Les deux ans de lutte juridique entre le Defender et le Challenger of record ont mené à une situation étrange qui pourrait bien avoir dégoûté plus d’un amateur de la Coupe de l’America. (Participez à notre débat). La compétition de voile est finalement agendée au 8 février à Valence. Le premier bateau qui remportera deux régates seulement sera déclaré vainqueur. Et surtout, la course débute alors que le feuilleton juridique opposant les deux milliardaires, le Suisse Ernesto Bertarelli et l’Américain Larry Ellison, n’est pas terminé. La justice ne statuera pas sur la légalité des voiles d’Alinghi avant lundi, jour du premier affrontement. Le defender Alinghi est accusé par son adversaire Oracle de ne pas les avoir fabriquées en Suisse, ce qui contreviendrait au règlement. La Cour suprême de New York pourrait donc invalider le résultat de la course.
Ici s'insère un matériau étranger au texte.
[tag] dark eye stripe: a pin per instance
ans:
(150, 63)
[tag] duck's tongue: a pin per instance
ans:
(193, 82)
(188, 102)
Mais pour le secrétaire général du Cercle de la Voile de la Société nautique de Genève Alex Tournier, comme pour de nombreux fans d’Alinghi, peu importe que le vainqueur touche physiquement la mythique aiguière d’argent. «L’important, c’est que le monde sache qui l’aura méritée sur l’eau.» Il s’agit donc bien d’une question de prestige, coûte que coûte. N’empêche, une annulation du résultat ou une victoire «juridique» d’Oracle laisserait un amer souvenir de cette compétition. D’aucun aiment d’ores et déjà souligner qu’Alinghi, auquel la presse suisse donne le beau rôle, a tout de même perdu la plupart des manches juridiques. Le fait qu’Ernesto Bertarelli se vante de prendre lui-même la barre de son bateau, contrairement à son rival Larry Ellison, n’est pas forcément à son honneur. Certains spécialistes auraient préféré qu’il laisse la main à des navigateurs plus performants que lui, même s’il est vrai que le Genevois peut se targuer d’une expérience loin d’être négligeable. Vaincre à la barre le ferait cependant carrément entrer dans la légende.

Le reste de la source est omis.